Throughout, the light faded. As the stream's roar grew closer, I descended with greater caution. Testing my footing, I almost fell when a boulder dislodged under my weight and rumbled to the bottom. While the dusk thickened, so did the vapor from the stream, beading my face, soaking my clothes, making me shiver harder. I remembered reading that victims of hypothermia become stupefied near the end, unaware of what's around them. I fought to keep my thoughts clear.

As it was, I struggled to the bottom before I realized it, nearly stepping into the raging current, so deadened by its thunder that I hadn't been aware how close I was. Lurching back, I almost twisted my ankle. Unnerved by the surreal contrast between the blue sky above the chasm and the gathering dusk within it, I shifted along the roiling water with delicate care. Spray drenched me. As the chasm sloped toward its murky exit, I worried that I'd break a leg within sight of my escape. I made my way over slick rocks, gripping boulders for support, my mind and body so numbed that it took me a minute to understand that the object I leaned against was an aspen tree, not a boulder, that sunlight was angling toward me, that I'd left the chasm a while ago and now was stumbling through a forest.

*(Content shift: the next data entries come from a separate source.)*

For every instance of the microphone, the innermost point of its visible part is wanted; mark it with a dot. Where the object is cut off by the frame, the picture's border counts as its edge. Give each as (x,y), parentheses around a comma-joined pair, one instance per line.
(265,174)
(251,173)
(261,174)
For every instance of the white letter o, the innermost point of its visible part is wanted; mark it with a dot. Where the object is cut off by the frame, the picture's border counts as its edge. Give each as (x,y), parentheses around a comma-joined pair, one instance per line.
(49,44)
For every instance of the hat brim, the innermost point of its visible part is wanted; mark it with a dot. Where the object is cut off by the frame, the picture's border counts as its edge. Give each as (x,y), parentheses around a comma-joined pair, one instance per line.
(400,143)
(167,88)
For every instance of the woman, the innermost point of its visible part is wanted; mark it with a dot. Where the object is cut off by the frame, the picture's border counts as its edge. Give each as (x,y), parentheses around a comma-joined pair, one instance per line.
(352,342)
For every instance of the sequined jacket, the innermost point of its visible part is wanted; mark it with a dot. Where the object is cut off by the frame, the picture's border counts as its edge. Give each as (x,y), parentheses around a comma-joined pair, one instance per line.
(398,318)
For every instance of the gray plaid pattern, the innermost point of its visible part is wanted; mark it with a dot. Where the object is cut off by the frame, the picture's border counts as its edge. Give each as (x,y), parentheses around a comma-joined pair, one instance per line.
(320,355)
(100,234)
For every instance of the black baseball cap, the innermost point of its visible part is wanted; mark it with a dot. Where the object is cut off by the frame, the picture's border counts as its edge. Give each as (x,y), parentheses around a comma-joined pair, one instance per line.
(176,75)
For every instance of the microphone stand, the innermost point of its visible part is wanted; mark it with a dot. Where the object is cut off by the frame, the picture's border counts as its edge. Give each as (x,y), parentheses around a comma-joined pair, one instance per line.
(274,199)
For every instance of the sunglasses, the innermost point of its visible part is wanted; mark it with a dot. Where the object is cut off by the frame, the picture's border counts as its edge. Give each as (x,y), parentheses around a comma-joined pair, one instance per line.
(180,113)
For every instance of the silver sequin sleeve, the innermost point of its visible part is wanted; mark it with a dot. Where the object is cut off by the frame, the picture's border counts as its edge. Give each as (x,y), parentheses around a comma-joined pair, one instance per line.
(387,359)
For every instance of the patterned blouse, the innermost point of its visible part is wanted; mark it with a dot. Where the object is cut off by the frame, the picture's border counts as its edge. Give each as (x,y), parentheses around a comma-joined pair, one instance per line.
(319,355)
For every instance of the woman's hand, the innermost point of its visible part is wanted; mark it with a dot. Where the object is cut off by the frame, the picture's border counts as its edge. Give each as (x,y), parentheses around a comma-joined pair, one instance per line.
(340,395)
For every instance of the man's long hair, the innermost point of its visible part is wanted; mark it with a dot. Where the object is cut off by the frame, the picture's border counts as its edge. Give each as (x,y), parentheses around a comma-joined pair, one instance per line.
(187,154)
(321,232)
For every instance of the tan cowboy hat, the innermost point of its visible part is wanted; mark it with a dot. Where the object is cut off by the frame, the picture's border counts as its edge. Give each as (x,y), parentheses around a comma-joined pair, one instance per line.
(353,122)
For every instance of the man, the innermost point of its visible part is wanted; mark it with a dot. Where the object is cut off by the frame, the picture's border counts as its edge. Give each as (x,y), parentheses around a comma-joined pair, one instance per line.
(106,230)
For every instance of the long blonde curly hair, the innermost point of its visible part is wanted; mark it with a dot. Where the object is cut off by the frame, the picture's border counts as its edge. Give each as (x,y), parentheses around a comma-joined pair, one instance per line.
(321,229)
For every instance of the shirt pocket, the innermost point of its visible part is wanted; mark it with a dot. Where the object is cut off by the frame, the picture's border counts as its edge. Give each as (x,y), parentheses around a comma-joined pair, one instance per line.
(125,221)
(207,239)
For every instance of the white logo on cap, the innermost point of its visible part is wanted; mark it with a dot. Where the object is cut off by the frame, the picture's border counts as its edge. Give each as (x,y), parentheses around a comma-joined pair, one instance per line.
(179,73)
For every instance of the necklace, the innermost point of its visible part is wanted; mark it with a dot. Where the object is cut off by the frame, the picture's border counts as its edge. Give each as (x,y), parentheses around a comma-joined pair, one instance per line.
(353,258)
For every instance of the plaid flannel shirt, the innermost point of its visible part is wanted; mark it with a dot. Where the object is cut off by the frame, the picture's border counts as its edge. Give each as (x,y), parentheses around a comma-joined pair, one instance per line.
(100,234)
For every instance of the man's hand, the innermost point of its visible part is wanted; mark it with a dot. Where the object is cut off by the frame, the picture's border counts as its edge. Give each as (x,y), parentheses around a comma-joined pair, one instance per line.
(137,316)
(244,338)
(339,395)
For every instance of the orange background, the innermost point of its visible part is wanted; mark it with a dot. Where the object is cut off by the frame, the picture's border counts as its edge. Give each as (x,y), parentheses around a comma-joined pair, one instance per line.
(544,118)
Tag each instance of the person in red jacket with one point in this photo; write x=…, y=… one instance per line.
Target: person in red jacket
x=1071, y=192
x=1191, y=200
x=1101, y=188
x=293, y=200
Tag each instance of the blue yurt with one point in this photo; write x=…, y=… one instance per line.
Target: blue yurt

It's almost over, I told myself. All I need to do is follow the stream through the trees to the lake. As my steps quickened, I imagined unlocking the car. I anticipated the relief of crawling in and starting the engine, of turning on the heater and feeling hot air blow over me as I changed into warm clothes from my suitcase.

"Jason! Petey!"

I lurched from the aspens to the edge of the lake and squinted through dimming sunlight toward the opposite side.

My stomach sank when I saw that the car wasn't there.

Easily explained. Petey and Jason went for help, I thought.

They'll be back soon. All I have to do is crawl into the tent and try to get warm.

The tent was also gone.

"No!" The veins in my neck threatened to burst, but I couldn't stop screaming. "Noooo!"

16

Denial's an amazing emotion. During my descent, suspicions had nagged at me, but I'd managed to suppress them, too preoccupied with staying alive. Now I still kept trying to tell myself that I was wrong. After all, six hours previously, the possibility that my brother would push me off a cliff would have been unthinkable, especially given the load of guilt that I'd been carrying around.

My God, what had Petey done with Jason?

Furious, shivering so hard that my teeth clicked together, I yanked off my wet shirt, pulled my denim jacket from the knapsack, and quickly put it over my bare skin. The jacket was damp from having been near the stream, but it felt luxurious compared to what I'd been wearing.